The law dictated that public warehouses should be set up at the following locations:

XLIII. And for settling the number of public warehouses, and appointing the places where the same shall be kept, pursuant to this act, Be it enacted and declared, That a public warehouse or warehouses shall be kept, and the same are hereby appointed to be kept at the following places, to wit:
 For the counties of Goochland, and Henrico; at Warwick, upon Howlet's land; and Shockoe's upon Col. Byrd's land, under one inspection.
 At Bermuda Hundred, upon William Eppes's lots; and Turkey Island, upon Col. Randolph's land, in Henrico county, another inspection.
 In Prince George; at Appamatox Point, upon Col. Bolling's land; on Col. Robert Mumford's land; and Powel's Creek; upon Mr. Bland's land, under one inspection.
 At Cabbin Point, in Surry; and Merchants Brandon, in Prince George County, under one inspection.

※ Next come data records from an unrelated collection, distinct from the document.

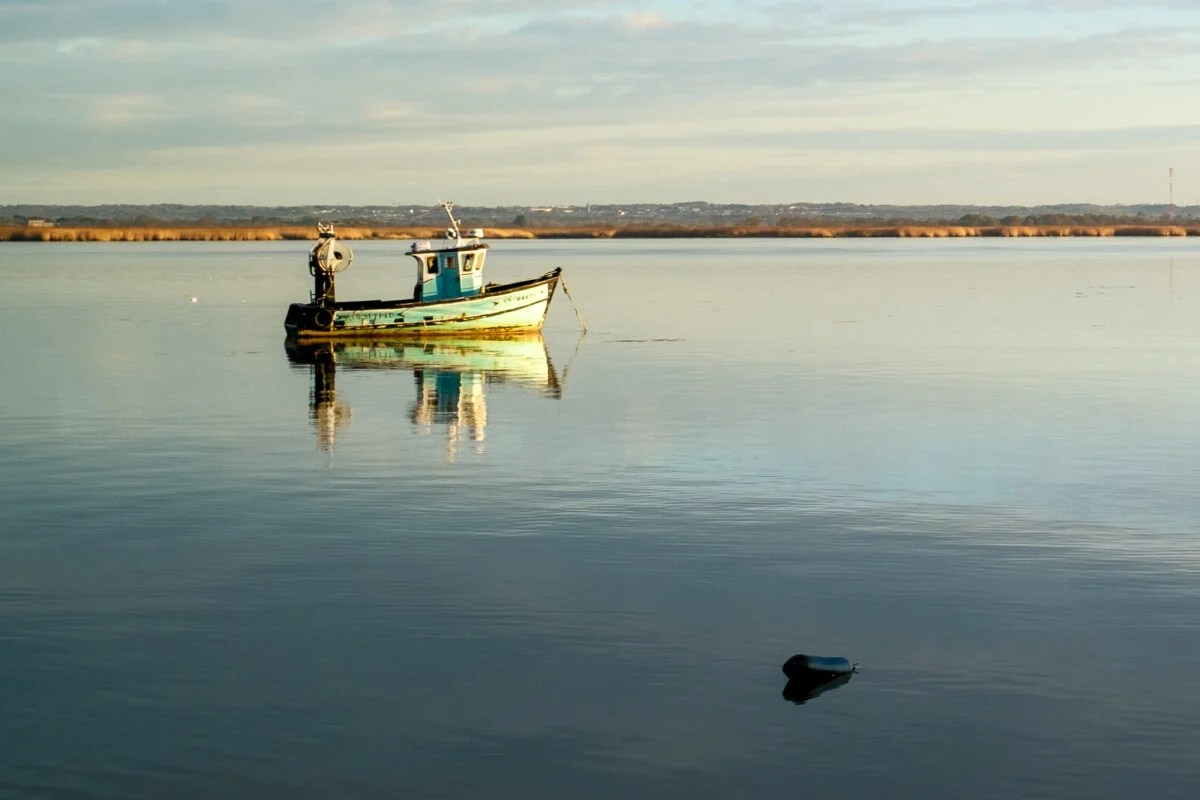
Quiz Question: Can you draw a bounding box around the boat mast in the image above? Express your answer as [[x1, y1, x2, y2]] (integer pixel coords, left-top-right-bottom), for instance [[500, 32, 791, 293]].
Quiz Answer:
[[308, 222, 354, 308], [442, 200, 462, 241]]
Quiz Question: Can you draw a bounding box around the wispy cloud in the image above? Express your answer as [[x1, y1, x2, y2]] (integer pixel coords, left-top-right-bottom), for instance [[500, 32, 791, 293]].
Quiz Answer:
[[0, 0, 1200, 201]]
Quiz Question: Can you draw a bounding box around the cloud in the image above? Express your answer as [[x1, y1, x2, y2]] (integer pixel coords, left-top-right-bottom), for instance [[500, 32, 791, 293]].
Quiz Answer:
[[0, 0, 1200, 200]]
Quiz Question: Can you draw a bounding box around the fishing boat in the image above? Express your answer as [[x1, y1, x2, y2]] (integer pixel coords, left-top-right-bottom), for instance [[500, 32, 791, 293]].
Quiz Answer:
[[283, 203, 562, 339]]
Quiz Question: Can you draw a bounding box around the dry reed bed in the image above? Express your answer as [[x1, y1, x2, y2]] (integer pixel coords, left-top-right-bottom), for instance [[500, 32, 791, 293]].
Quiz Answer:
[[0, 223, 1200, 242]]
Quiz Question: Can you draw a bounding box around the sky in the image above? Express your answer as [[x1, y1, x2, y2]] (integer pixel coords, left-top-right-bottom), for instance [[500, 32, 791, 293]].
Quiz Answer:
[[0, 0, 1200, 205]]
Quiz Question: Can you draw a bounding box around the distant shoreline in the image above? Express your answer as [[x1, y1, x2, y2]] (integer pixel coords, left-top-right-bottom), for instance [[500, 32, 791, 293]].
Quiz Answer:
[[0, 222, 1200, 242]]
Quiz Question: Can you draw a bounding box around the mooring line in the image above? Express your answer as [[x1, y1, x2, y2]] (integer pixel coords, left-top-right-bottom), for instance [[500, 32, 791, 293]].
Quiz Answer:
[[558, 275, 588, 333]]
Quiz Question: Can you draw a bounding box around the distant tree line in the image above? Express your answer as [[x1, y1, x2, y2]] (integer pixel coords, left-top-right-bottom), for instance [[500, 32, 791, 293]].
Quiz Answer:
[[0, 200, 1200, 228]]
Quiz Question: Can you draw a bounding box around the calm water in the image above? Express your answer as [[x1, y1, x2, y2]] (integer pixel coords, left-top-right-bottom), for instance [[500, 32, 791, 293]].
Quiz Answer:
[[0, 240, 1200, 798]]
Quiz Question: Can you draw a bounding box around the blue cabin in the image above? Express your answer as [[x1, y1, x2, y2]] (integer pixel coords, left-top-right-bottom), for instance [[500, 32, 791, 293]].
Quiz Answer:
[[408, 204, 487, 302]]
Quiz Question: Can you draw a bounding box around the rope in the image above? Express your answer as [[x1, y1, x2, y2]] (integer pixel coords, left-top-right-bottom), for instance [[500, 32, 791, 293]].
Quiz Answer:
[[558, 275, 588, 333]]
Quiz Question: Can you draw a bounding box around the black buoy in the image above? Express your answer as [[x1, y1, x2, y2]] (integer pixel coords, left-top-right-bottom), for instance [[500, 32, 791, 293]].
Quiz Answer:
[[784, 652, 858, 678], [784, 652, 858, 705]]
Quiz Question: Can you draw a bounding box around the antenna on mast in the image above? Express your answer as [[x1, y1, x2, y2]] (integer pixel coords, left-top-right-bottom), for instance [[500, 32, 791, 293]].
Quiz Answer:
[[1166, 167, 1175, 222]]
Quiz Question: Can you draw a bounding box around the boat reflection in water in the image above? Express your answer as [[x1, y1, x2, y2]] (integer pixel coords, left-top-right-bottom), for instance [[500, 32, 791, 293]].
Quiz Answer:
[[284, 333, 562, 461]]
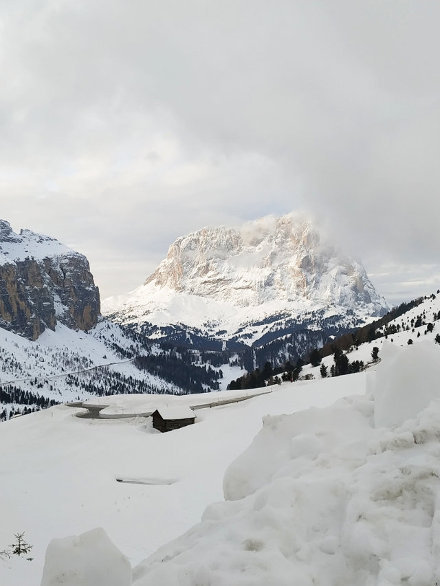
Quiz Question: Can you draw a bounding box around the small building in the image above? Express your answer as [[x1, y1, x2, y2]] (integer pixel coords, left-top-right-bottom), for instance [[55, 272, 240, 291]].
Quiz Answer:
[[153, 406, 196, 432]]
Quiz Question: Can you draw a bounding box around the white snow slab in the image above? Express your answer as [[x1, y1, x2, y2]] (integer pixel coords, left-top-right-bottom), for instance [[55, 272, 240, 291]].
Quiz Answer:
[[41, 528, 131, 586]]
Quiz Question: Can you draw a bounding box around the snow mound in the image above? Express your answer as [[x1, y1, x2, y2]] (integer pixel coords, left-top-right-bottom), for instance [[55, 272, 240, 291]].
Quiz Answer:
[[133, 390, 440, 586], [368, 341, 440, 427], [41, 528, 131, 586]]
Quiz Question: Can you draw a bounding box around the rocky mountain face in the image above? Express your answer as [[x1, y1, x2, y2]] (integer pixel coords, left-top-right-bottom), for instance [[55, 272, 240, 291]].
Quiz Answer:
[[0, 220, 100, 340], [104, 214, 388, 367], [146, 215, 384, 312]]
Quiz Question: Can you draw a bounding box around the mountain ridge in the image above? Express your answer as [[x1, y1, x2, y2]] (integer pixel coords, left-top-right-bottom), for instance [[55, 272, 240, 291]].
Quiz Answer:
[[103, 214, 388, 362]]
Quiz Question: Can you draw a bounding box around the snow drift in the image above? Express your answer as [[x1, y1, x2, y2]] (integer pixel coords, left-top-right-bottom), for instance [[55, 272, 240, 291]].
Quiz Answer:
[[133, 344, 440, 586]]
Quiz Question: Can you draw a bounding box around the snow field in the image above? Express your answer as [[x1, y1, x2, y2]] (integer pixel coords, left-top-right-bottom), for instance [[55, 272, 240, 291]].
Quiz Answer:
[[133, 345, 440, 586], [0, 375, 358, 586]]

 At Gray's Creek, in Surry, where the Agents houses were, and Warricksqueak Bay, in Isle of Wight County, under one inspection.

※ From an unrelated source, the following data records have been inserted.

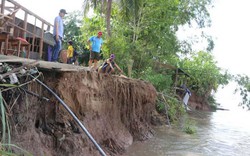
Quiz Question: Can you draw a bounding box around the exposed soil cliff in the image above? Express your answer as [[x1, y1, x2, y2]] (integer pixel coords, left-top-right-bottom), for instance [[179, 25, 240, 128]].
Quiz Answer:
[[3, 68, 156, 156]]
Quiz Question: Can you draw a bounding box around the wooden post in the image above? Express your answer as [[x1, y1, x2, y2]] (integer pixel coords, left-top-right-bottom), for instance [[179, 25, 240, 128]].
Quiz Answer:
[[23, 12, 28, 39], [174, 68, 178, 94], [1, 0, 5, 14], [32, 18, 36, 52], [39, 22, 44, 59]]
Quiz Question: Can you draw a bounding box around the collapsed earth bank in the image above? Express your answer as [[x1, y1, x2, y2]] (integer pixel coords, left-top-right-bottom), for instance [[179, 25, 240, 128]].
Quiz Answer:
[[7, 70, 157, 156]]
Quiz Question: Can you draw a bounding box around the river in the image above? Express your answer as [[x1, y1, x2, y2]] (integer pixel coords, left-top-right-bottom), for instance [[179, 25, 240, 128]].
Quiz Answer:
[[125, 110, 250, 156]]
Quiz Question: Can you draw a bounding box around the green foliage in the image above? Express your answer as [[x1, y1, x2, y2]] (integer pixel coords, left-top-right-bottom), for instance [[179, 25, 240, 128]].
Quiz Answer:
[[179, 51, 231, 98], [233, 75, 250, 110], [141, 67, 173, 92]]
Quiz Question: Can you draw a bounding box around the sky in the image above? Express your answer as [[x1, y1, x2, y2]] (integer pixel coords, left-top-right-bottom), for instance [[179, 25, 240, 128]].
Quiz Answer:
[[13, 0, 250, 109]]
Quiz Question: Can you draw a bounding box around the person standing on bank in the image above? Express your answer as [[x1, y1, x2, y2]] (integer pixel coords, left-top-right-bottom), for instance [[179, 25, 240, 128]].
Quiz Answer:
[[87, 31, 103, 70], [51, 9, 67, 62]]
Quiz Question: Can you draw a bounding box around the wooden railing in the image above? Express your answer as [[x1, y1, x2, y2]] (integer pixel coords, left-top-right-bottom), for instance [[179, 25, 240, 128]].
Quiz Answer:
[[0, 0, 53, 58]]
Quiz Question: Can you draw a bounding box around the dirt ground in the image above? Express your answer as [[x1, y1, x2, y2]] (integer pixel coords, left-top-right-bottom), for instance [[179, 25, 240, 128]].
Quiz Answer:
[[3, 67, 156, 156]]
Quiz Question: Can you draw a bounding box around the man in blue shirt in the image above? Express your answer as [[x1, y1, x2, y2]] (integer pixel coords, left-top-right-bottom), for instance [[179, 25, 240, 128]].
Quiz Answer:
[[51, 9, 67, 62], [88, 32, 103, 70]]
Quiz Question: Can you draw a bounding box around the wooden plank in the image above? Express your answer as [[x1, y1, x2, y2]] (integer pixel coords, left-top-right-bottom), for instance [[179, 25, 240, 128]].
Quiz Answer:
[[0, 55, 90, 72]]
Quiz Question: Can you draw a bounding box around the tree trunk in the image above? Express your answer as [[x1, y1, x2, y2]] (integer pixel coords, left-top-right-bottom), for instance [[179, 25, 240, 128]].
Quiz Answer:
[[106, 0, 112, 37]]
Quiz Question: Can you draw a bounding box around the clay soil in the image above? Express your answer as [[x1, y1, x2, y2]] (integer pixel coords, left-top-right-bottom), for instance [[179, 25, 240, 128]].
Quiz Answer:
[[3, 70, 156, 156]]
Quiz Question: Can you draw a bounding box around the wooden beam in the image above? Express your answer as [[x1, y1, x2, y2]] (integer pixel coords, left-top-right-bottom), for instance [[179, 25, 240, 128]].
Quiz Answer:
[[1, 0, 5, 14], [39, 23, 44, 59]]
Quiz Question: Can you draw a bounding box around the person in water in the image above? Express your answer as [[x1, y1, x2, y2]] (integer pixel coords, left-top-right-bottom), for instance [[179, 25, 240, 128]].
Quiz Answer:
[[98, 54, 123, 74]]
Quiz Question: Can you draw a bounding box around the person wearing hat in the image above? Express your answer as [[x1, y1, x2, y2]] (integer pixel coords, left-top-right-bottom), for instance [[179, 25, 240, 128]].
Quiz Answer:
[[67, 41, 74, 64], [87, 31, 103, 70], [98, 54, 123, 74], [51, 9, 67, 62]]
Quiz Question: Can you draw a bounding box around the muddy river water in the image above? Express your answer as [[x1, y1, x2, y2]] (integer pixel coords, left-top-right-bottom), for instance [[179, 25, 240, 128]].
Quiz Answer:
[[125, 110, 250, 156]]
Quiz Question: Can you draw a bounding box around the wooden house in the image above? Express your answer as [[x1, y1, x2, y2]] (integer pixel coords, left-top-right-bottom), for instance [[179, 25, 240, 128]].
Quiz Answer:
[[0, 0, 54, 60]]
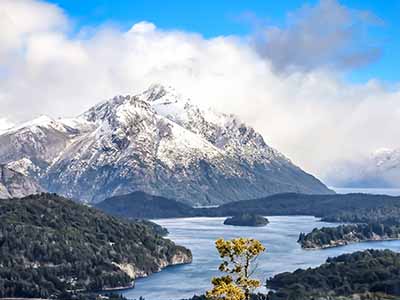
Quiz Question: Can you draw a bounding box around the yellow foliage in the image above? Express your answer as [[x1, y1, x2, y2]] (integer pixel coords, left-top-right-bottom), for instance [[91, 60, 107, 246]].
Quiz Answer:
[[207, 238, 265, 300]]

 At Swineherd's and Mr. John Soan's, in Charles City County, under one inspection.
 At Waynwright's Landing, Isle of Wight; and Laurence's, in Nansemond County, under one inspection.

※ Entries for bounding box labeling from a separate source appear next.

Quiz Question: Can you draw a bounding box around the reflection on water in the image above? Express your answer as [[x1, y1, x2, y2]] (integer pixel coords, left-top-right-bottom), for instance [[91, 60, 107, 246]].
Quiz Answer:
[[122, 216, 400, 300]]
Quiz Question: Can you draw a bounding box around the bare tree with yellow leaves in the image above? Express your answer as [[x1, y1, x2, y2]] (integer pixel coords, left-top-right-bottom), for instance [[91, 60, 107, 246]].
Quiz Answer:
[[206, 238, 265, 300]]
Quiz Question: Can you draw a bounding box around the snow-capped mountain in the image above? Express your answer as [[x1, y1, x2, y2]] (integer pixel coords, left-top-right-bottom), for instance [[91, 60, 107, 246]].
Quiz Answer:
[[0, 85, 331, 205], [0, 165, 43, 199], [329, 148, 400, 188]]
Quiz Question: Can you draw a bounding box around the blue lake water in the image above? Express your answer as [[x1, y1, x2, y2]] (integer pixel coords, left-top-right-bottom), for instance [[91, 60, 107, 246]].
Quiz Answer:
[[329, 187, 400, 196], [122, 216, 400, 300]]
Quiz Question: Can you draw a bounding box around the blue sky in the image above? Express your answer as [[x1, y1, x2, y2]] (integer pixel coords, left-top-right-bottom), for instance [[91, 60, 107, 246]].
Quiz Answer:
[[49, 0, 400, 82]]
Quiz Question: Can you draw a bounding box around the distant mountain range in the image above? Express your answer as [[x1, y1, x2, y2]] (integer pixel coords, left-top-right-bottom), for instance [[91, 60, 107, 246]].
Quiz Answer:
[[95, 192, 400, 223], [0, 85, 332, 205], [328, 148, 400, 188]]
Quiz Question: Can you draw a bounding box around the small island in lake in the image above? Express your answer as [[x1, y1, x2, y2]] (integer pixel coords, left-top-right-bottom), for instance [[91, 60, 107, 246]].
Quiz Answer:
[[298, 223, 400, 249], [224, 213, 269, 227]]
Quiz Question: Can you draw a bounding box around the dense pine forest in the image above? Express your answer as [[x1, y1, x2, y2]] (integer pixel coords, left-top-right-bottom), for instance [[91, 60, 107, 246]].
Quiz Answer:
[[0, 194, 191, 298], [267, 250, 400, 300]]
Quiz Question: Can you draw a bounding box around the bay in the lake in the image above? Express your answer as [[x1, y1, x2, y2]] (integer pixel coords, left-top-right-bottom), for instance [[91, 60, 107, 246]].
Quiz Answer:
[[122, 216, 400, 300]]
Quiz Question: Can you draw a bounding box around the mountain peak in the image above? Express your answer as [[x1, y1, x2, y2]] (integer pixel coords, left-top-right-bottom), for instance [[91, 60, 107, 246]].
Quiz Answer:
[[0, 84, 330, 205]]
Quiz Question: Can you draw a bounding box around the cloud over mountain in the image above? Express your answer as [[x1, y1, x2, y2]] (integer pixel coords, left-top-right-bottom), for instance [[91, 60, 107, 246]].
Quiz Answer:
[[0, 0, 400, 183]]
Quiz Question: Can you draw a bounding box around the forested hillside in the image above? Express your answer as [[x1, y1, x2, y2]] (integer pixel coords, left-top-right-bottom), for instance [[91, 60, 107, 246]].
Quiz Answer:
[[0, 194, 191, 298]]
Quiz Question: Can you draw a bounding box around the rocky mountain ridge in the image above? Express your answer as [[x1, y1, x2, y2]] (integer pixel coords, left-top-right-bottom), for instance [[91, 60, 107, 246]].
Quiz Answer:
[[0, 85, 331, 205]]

 At the widow Constance's, at Sleepy-Hole Point, in Nansemond County, under one inspection.
 At Norfolk Town, upon the fort land, in the County of Norfolk; and Kemp's Landing, in Princess Anne, under one inspection.
 At Hampton, in Elizabeth City, upon Mr. Miles's lot, at Warwick Town, in the County of Warwick, upon Mr. Gough's lots; and at Charles river, Roe's storehouse, in the county of York, under one inspection.
 At Hog-Neck, in James City County; and at Taskanask, in New Kent, upon William Morris's land;
 and the Colledge, and Capitol landings, upon Mr. Holloway's land, under one inspection.
 At the town of York, where the agents house was; and at Gloucester town, upon capt. Hannar's land, under one inspection.
 At Deacon's Neck, and Poropotank, in Gloucester County, where the agents house was, under one inspection.
 At Crutchfield's, upon Col. Page's land; and Mr. David Merriwether's in Hanover County, under one inspection.
 At Todd's, in King and Queen; and Aylett's warehouse, in King William County, under one inspection.
 At John Quarle's in King William; and at Mantapike, and Shepherd's in King and Queen County, under one inspection.
 At Chamberlain's in New Kent; and Williams's ferry, in King William, under one inspection.
 At Urbanna, where the agents house was; and major Kemp's, in Middlesex County, under one inspection.
 At Hobb's Hole, upon the lands of James Griffin; and at Bowler's ferry, upon Adams's land, in Essex, under one inspection.
 At Naylor's Hole, upon William Fantleroy's land, where his prise houses now are; and the mouth of Totaskey, at Newman Brokenborough's landing, in Richmond County; both under one inspection.
 At Layton's, in Essex; upon Maddox Creek, at Martin's, in Westmoreland; and Bray's Church, in King George County, under one inspection.
 At Falmouth, upon Mr. Todd's lots in King George; and at Fredericksburg, upon Mr. Francis Willis's lots, in Spotsylvania County, under one inspection.
 At William Glascock's landing, in Richmond; and at the Rolling House, upon Deep Creek, in Lancaster County, under one inspection.
 At Corotoman, at Queen's Town, where the agents houses were; and on the land where the widow Davis lives, in Lancaster; and the Indian Creek, at the warehouses, in Northumberland County, under one inspection.
 At Wiccocomico, at Robert Jones's; and at Coan, at the warehouses in Northumberland, under one inspection.
 At Nominy, upon Patrick Spence's land; and Yeo-comico, at the warehouse, in Westmoreland County, under one inspection.
 At Boyd's Hole, upon col. Fitzhugh's land; and Marlborough Town, in Stafford County, under one inspection.
 At Quantico, upon Robert Brent's land; and great Hunting Creek, upon Broadwater's land, in Prince William County, under one inspection.
 At John Roy's and Mr. Francis Conway's in Caroline, and at Gibson's in King George county, under one inspection.
 At Cherrystone's, at John Watersons; at Nasswaddock's, at the Joiner's landing; and at Hungers, at George Harmanson's, in Northampton County, under one inspection.
 On the head of Pungoteague, at Addison's landing; at Pitt's landing, upon Pokomoke; at Guilford, at Mr. Andrew's warehouse landing, in the county of Accomack, under one inspection.